La voyant en larme devant lui, le Gryffondor fut anéanti à son tour. Il fit un pas vers elle.

- Non Harry ne t'approche pas, je ne veux pas de ta pitié.
- Je suis désolé, je ne savais pas que je t'avais fait si mal.
- Mais qu'est-ce que tu croyais ? Que tu n'étais pas assez important pour moi pour que je ne souffre pas.
- Non, mais c'est toi qui m'a rejeté le soir du bal quand je t'ai sauvé.
- Oh oui tu m'as sauvé pour me rabaisser tout de suite après. Tu te souviens de ce que tu m'as dit ce soir là ? Non bien sûr que non. J'allais être violée Harry, violée ! J'aurais voulu que tu me rassures, que tu me dises que je n'y étais pour rien, que tu me prennes dans tes bras comme un ami l'aurait fait. Mais à la place de cela tu m'as lancé à la figure que je devrais faire plus attention la prochaine fois que tu ne serais pas toujours là pour me sauver. Tu crois que j'allais t'ouvrir les bras après que tu m'ais dis ça. Harry Potter, l'élu, qui cherche à sauver son monde, même si tu ne le savais pas le monde ne repose pas que sur tes épaules, sur les notres aussi. Il faut que tu redescendes sur terre un peu. Alors tu n'as rien à dire pour ta défense ?
- Non je suis fautif et je sais que je n'aurais pas dû faire ça je suis désolé mais si je te dis que c'était aussi une carapace, ma protection.
- Toi une carapace ? Et pourquoi faire ? De quoi avais-tu à te défendre contre moi ?
- Tout !
- Explique-toi.
- Avec toi j'étais bien, tu ne ressemblais vraiment pas à une Malfoy, ni a une Serpentard.
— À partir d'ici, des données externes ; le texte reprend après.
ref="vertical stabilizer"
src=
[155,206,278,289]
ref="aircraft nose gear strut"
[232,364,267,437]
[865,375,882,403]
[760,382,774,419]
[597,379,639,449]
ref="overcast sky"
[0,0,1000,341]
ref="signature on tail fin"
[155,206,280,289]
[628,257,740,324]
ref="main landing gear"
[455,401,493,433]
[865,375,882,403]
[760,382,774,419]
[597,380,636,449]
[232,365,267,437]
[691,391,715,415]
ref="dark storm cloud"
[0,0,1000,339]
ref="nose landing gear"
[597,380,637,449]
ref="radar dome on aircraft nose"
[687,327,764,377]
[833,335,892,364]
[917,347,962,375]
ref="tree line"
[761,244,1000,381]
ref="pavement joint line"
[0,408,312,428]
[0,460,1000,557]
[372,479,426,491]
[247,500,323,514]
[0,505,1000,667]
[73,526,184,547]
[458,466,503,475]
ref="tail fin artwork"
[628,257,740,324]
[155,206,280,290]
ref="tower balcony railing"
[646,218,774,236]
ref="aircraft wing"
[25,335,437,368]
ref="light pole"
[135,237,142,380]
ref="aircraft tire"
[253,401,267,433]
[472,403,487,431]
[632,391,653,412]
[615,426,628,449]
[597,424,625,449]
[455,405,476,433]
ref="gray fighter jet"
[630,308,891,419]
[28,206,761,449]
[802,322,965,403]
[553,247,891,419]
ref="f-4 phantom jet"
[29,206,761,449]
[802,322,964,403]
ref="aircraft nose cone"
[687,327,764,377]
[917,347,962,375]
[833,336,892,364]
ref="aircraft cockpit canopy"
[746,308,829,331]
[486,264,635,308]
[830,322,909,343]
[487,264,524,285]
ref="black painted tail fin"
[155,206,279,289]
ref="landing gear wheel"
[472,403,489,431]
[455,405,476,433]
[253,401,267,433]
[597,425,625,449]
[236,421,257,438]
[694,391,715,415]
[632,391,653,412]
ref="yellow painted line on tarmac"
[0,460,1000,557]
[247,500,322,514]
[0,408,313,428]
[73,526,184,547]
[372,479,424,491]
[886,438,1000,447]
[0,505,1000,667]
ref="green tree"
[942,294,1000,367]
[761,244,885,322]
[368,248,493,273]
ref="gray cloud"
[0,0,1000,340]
Je ne comprenais pas pourquoi le choixpeau t'y avait mis même si j'ai compris maintenant. Sache que j'étais pris d'une réelle affection pour toi, ce que tout le monde n'arrêtait pas de me répéter et cela m'as fait peur. Surtout après que Ginny me l'ai fait remarquer quand vous vous êtes battues lors du choix des équipes. J'aimais Ginny plus que tout au monde, j'ai rompu avant que Voldemort ne le sache pour pas qu'il puisse l'utiliser contre moi, car je savais que s'il lui arrivait quelque chose j'en mourais. Je lui avais fais la promesse que dès que la guerre serait finit, si j'étais encore en vie, qu'on reprendrait là où on s'était arrêté si elle voulait toujours de moi. Quand elle t'as attaqué c'était un appel au secours de sa part, elle voyait que je me rapprochais de toi à ses dépends, alors quand dans cette salle de classe, ce Stephen m'a dit « Elle ne te plairait pas plutôt Potter ? », c'était la goutte d'eau qui à fait déborder le vase. Je ne pouvais supporter que tu m'éloignes de ma promesse alors ça a été plus fort que moi il fallait que je m'éloigne de toi.
- Pourquoi ?
- Pourquoi quoi ?
- Pourquoi tu ne m'as pas expliqué cela plutôt ? Je t'aurais expliqué que je ne voulais pas t'éloigner d'elle.
- Je le savais mais tu n'y étais pour rien même si tu me l'avais dit et qu'on serait resté ami je me serais éloigné de ma promesse comme maintenant. C'est Ginny qui m'a libérer, je t'en ai voulu encore plus pour ça, voilà pourquoi j'ai été si dur pendant le duel et après mais maintenant que je la voie encore plus heureuse je t'en veux moins et je m'en veux moins de l'avoir laissé partir. Jamais je n'aurais pu la rendre plus heureuse que lui il le fait. Et puis je serais mort de toutes manières et vous vous seriez Mangemorts alors elle aurait encore plus souffert.
- Je peux te le dire qu'elle aurait été heureuse avec toi, tu es un homme bien Harry quand tu ne t'obstines pas contre le destin.
- Mais je n'ai jamais eu le choix, c'est toujours le destin qui a tout décidé pour moi, j'en ai marre d'être Harry, dit-il une larme coulant le long de sa joue.
- Si tu as le choix Harry, soit d'affronter tout seul, soit avec nous, dit-elle en s'approchant.
- J'aimerais avoir encore la chance de pouvoir réparer mes erreurs avec toi, de t'avoir comme amie…Sandra, dit-il en la regardant dans les yeux.
- Oh Harry, dit-elle se jetant en larmes dans ses bras.